A simple but effective optimization is to not test every pixel on the screen, but rather
just the pixels in the bounding box of the triangle. We can do this by getting the minimum and
maximum x
and y
coordinates of the triangle and simply traversing the
pixel grid bounded by those values.
With this naive implementation of sampling 1 point per pixel, we get the images below. Notice that the rendered triangles fall noticeably short of an accurate representation, which would ideally have fully connected triangles with smooth sides. This is a phenomenon known as aliasing.
Part 2: Anti-aliasing triangles
Anti-aliasing refers to the techniques used to decrease the inaccuracies or artifacts due to aliasing. One way to anti-alias our triangle renders is a technique called supersampling. In supersampling, we take multiple samples per pixel and then average them out to get the final pixel color value to display. Since a pixel may only partly overlap our ideal triangles, we can set the pixel to be an appropriate blend of the triangle color and background color. This way, we can smooth out the edges with a more gradual change of color at pixel resolution.
Part 3: Transforms
Given our basic shapes, we are able to compose them to form more complex objects. One example of this is to specify object positions relative to parent objects using hierarchical transforms. Doing it in this manner makes it easy to manipulate the object. For example, to make the robot do a lively gesture in the figures below, we only need to specify the movements of the upper arm or leg instead of directly specifying the movement of every object contained by the limbs.
Section II: Sampling
Part 4: Barycentric coordinates
Moving beyond single color triangles, we can make use of barycentric coordinates to interpolate data across triangle vertexes.

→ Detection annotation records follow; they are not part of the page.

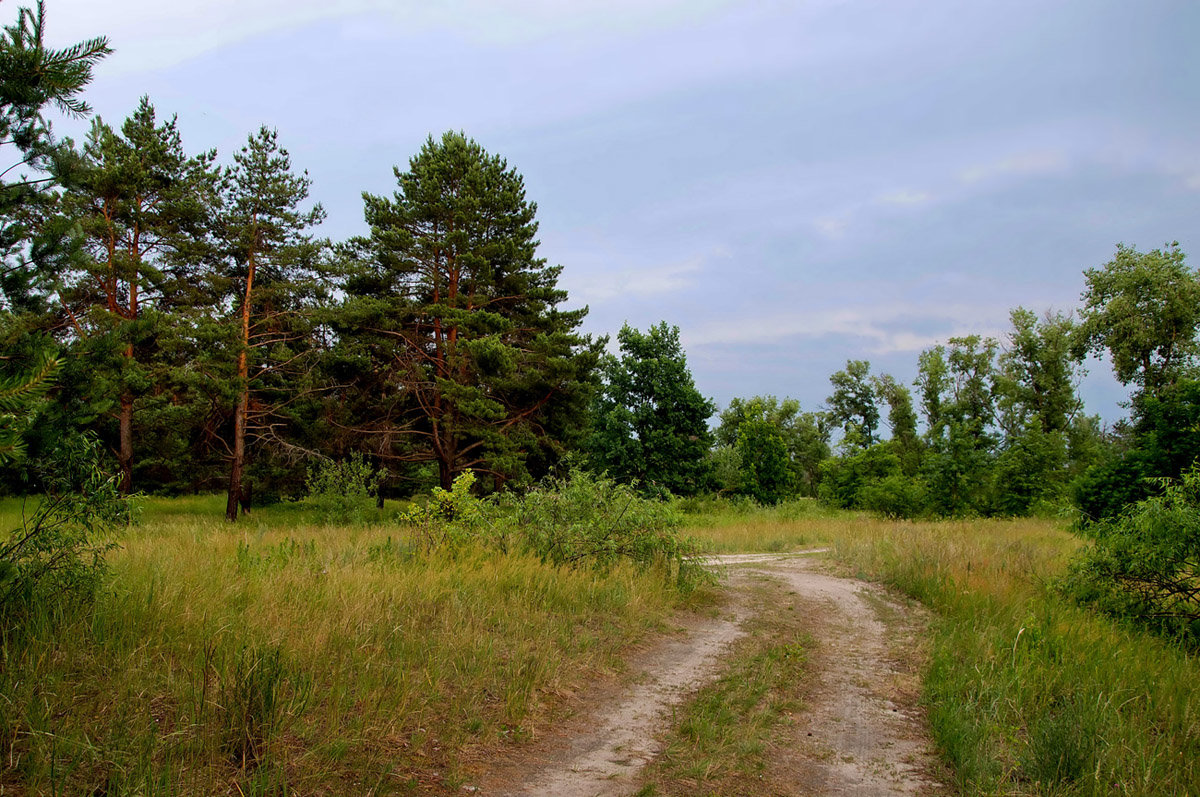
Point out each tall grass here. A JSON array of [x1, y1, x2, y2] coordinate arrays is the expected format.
[[0, 498, 700, 795], [691, 514, 1200, 795]]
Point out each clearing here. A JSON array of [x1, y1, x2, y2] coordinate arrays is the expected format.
[[466, 551, 947, 797]]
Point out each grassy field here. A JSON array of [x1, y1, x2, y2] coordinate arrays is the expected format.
[[0, 498, 1200, 796], [0, 498, 702, 795], [691, 503, 1200, 795]]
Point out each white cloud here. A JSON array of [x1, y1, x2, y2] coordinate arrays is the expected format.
[[684, 304, 1007, 355], [47, 0, 731, 73], [564, 257, 704, 304], [812, 216, 848, 238], [878, 191, 934, 206], [959, 151, 1066, 182]]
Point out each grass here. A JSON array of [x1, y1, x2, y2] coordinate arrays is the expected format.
[[638, 583, 811, 797], [7, 497, 1200, 796], [0, 498, 701, 795], [689, 506, 1200, 795]]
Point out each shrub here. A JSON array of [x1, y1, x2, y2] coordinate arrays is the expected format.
[[858, 473, 928, 519], [305, 453, 385, 526], [0, 437, 123, 631], [1062, 467, 1200, 645], [509, 469, 707, 588], [396, 471, 489, 551]]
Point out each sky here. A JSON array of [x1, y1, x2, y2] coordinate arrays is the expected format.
[[35, 0, 1200, 421]]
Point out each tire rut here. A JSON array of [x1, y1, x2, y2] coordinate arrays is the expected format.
[[468, 551, 946, 797]]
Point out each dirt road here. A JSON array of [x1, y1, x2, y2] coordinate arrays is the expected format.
[[468, 551, 943, 797]]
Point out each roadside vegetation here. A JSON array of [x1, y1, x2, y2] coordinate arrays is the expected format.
[[0, 497, 704, 795], [690, 508, 1200, 795], [7, 2, 1200, 796]]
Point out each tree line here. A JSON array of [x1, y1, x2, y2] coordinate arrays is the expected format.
[[0, 4, 1200, 528]]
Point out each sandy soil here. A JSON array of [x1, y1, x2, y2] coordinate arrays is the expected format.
[[467, 551, 944, 797]]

The barycentric coordinate system allows us to assign weights to each vertex relative to a given position on the triangle.
For example, if we label our triangle vertexes A, B, and C with corresponding barycentric coordinates (a, b, c), the coordinate (1, 0, 0) would correspond to the exact point A with weight 1, while the other points B and C have weight 0. If we move to the "center" of the triangle, we'd have coordinates (1/3, 1/3, 1/3) with each triangle vertex A, B, and C weighted equally.
As we move around the triangle, we can appropriately weight the triangle vertex colors using barycentric coordinates to get a sensible color value at a given position, resulting in a smooth interpolation across the entire triangle.
Part 5: "Pixel sampling" for texture mapping
Part 6: "Level sampling" with mipmaps for texture mapping
Visualization of mipmap levels. The brighter, cyan colored areas use increasingly downsampled versions of the original texture. This matches our expectation that the enlarged corners require more detail than along the shrinking diagonal. As we zoom in and out, the levels change.